0ありがとうございます。そうなんです、私こう見えても結構若いんですよ。田舎に暮らしてると還暦でも若い!と言われます。そんな私に言わせれば40代なんてまだひよっこです。30代なんて卵です。20代なんて前世ですよ。ティーンエイジャーに至っては石器時代。涙目。。。
0この作品、とても好きです。 レビューを書くのは手ごわいのですが、流れるようなリズムと独特な発想、 そしてユーモアもペーソスも同時に感じられるところが、 この詩をとてもチャーミングにしていると感じました。
0ありがとうございます。チャーミングっていい言葉ですね。手を繋ぎたくなりますね。ペーソスもいい言葉ですね。パンに塗って食べたくなりますね。レビューは私の場合は全然怖がらなくて大丈夫ですよ。躾がちゃんと出来てますから。

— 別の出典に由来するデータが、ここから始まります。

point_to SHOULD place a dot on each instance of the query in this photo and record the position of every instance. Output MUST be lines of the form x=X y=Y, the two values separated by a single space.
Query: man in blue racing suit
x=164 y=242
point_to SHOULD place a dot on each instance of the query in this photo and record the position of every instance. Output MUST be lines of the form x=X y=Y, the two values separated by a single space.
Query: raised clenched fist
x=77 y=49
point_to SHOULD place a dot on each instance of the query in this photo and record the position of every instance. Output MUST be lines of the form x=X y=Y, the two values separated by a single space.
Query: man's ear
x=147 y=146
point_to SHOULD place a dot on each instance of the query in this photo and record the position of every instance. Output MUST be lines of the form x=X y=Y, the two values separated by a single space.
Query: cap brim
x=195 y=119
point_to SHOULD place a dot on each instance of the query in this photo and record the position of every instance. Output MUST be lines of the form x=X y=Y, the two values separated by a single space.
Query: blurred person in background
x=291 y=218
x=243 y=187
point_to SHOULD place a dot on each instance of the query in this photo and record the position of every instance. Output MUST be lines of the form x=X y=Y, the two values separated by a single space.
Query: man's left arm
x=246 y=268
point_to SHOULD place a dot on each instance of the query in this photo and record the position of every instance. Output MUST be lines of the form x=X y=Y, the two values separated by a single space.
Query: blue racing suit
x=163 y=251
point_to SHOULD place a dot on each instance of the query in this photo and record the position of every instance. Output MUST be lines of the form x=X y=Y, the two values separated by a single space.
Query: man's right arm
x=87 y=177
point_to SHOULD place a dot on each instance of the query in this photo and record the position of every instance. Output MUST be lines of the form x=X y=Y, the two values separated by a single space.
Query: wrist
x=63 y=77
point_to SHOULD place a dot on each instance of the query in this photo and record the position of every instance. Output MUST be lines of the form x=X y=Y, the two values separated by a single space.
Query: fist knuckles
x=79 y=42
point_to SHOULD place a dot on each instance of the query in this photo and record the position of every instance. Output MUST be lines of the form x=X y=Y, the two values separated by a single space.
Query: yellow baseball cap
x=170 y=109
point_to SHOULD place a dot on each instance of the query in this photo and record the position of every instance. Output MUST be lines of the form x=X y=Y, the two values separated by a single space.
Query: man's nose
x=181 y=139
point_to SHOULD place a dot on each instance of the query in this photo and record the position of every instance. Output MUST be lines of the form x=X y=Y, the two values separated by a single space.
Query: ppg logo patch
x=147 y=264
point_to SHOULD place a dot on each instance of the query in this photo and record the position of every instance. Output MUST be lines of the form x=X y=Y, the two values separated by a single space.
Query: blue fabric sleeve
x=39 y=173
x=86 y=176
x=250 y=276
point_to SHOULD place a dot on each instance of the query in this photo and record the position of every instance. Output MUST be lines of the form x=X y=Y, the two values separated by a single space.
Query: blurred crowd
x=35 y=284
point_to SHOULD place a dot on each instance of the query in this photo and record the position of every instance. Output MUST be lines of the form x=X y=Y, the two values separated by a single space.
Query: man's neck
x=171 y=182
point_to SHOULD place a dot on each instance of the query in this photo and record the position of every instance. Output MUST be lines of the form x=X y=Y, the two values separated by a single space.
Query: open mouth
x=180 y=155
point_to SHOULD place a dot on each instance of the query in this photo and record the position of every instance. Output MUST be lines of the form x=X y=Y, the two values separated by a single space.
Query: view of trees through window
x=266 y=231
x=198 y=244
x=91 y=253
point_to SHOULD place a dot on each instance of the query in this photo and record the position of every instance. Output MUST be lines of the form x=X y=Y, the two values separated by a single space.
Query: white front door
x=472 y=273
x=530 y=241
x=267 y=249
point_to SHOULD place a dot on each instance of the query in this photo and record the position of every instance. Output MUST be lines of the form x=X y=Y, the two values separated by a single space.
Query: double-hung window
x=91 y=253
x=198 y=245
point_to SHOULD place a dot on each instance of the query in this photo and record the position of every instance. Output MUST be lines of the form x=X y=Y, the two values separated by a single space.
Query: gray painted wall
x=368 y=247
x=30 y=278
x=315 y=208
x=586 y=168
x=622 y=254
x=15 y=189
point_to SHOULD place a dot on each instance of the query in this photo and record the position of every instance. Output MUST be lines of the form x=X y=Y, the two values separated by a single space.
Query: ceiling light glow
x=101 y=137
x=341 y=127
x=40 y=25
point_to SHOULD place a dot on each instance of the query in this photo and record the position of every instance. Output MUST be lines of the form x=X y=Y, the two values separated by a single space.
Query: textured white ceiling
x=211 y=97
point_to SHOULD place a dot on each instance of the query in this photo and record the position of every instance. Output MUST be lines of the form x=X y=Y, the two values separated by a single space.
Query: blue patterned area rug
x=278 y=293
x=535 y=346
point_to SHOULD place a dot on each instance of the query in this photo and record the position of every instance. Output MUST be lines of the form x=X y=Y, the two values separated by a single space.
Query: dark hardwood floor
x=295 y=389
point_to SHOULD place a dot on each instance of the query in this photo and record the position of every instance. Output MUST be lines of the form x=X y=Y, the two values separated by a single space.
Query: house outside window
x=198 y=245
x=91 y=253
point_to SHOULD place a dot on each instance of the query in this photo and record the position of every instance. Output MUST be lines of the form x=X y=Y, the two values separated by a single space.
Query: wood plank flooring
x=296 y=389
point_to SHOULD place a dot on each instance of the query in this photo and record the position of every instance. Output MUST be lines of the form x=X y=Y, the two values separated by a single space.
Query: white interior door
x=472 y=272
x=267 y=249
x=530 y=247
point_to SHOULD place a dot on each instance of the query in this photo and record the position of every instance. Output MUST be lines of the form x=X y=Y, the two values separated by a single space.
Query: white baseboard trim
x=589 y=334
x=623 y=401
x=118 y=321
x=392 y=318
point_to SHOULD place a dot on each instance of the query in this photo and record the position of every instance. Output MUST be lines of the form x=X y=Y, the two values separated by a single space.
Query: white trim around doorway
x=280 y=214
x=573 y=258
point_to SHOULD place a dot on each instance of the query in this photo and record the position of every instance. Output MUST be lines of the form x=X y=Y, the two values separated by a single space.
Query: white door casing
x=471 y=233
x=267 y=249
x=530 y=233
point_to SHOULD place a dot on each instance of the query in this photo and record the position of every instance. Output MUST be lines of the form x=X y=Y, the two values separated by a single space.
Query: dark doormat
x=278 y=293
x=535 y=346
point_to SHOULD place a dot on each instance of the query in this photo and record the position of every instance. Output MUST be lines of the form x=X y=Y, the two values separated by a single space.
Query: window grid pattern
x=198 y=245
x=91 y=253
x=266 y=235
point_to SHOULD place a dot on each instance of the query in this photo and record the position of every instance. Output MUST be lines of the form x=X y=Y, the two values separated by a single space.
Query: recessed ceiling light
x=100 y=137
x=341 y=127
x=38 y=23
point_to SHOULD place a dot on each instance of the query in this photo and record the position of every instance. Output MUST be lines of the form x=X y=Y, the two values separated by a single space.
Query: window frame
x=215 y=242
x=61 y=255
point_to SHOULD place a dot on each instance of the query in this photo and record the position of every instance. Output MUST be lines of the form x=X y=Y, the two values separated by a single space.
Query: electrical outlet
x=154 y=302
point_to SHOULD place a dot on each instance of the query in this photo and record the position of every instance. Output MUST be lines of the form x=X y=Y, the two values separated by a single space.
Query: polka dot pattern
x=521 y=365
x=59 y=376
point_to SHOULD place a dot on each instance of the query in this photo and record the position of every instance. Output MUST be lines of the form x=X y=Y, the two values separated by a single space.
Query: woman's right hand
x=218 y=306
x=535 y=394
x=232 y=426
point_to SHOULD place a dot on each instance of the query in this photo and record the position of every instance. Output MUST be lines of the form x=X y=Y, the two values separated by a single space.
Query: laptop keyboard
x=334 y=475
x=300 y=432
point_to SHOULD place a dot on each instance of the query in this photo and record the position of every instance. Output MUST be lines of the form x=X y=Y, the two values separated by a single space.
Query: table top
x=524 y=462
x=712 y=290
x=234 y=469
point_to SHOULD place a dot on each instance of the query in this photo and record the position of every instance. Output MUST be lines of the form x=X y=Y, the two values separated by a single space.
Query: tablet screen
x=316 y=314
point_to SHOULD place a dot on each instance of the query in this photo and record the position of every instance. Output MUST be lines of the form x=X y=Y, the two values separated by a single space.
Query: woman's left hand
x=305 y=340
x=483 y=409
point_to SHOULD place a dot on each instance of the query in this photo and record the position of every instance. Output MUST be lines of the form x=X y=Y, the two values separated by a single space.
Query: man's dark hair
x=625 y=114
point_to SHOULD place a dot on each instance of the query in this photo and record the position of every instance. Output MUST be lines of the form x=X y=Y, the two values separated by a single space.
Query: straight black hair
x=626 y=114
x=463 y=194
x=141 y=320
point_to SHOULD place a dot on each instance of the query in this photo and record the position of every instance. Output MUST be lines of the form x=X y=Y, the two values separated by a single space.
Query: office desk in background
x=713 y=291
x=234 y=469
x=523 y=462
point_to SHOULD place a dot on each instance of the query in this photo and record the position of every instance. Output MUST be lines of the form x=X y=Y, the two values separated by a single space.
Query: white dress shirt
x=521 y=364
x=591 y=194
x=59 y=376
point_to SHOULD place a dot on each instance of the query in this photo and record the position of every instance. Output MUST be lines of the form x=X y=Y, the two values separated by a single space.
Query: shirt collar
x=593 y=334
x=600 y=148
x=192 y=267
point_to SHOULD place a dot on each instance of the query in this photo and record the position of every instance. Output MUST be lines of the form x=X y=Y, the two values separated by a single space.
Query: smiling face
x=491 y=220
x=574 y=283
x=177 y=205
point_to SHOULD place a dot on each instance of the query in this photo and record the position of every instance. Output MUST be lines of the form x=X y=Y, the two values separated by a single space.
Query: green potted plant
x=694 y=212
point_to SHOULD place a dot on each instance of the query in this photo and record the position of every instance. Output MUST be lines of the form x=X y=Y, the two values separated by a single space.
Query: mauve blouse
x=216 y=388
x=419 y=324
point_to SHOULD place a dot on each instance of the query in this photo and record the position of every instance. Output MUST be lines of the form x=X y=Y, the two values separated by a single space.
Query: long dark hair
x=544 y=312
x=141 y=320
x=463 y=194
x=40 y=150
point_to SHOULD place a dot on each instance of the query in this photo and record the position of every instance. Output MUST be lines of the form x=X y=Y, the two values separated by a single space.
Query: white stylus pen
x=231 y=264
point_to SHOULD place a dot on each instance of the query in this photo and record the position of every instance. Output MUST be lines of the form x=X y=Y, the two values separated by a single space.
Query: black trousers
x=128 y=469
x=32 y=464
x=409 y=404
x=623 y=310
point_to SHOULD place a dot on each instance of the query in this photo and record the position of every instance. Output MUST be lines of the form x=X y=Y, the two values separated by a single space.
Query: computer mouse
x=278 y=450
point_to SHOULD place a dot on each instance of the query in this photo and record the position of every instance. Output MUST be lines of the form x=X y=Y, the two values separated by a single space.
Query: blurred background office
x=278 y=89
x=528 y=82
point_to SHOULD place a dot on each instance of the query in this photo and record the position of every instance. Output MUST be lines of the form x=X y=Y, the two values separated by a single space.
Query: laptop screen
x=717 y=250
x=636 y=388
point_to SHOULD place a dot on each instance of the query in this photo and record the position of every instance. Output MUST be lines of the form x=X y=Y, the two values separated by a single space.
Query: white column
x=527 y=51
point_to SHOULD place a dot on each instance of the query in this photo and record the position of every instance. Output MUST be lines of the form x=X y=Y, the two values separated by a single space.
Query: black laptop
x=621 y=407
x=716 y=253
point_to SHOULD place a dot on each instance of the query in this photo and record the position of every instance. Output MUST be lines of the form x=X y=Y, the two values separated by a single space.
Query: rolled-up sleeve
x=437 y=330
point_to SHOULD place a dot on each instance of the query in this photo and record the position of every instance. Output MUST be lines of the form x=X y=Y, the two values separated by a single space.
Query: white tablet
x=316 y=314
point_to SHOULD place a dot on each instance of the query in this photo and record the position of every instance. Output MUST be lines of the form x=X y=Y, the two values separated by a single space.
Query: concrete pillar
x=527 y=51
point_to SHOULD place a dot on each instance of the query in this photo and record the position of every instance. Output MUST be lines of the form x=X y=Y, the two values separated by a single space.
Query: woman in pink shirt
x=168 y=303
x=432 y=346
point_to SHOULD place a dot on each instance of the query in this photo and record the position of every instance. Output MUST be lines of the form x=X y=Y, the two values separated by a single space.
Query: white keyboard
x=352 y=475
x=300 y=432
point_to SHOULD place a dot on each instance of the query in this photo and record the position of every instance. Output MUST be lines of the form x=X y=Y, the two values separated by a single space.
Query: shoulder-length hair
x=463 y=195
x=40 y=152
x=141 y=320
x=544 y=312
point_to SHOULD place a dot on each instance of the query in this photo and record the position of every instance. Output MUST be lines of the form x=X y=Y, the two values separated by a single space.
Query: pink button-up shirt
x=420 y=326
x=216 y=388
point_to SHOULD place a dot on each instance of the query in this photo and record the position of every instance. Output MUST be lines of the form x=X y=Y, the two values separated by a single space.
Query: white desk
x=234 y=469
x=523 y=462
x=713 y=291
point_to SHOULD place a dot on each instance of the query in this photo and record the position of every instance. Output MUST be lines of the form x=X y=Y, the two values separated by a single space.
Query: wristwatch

1私は名前で産み落とされ そして名前で傷を負った アイデアがいいですね。
0ありがとうございます。そんなの書いたかしら?と思って見てみたらちゃんと書いてましたね。名前はこの世界で最初に抽象化される行為であり、最初に付けられる刻印で、それは最初に付けられる傷でもある、というような意味、だったかな? とにかくそんな感じです。こんなのよく考えたな私。自分で書いときながら。すみません。でもありがとうございます。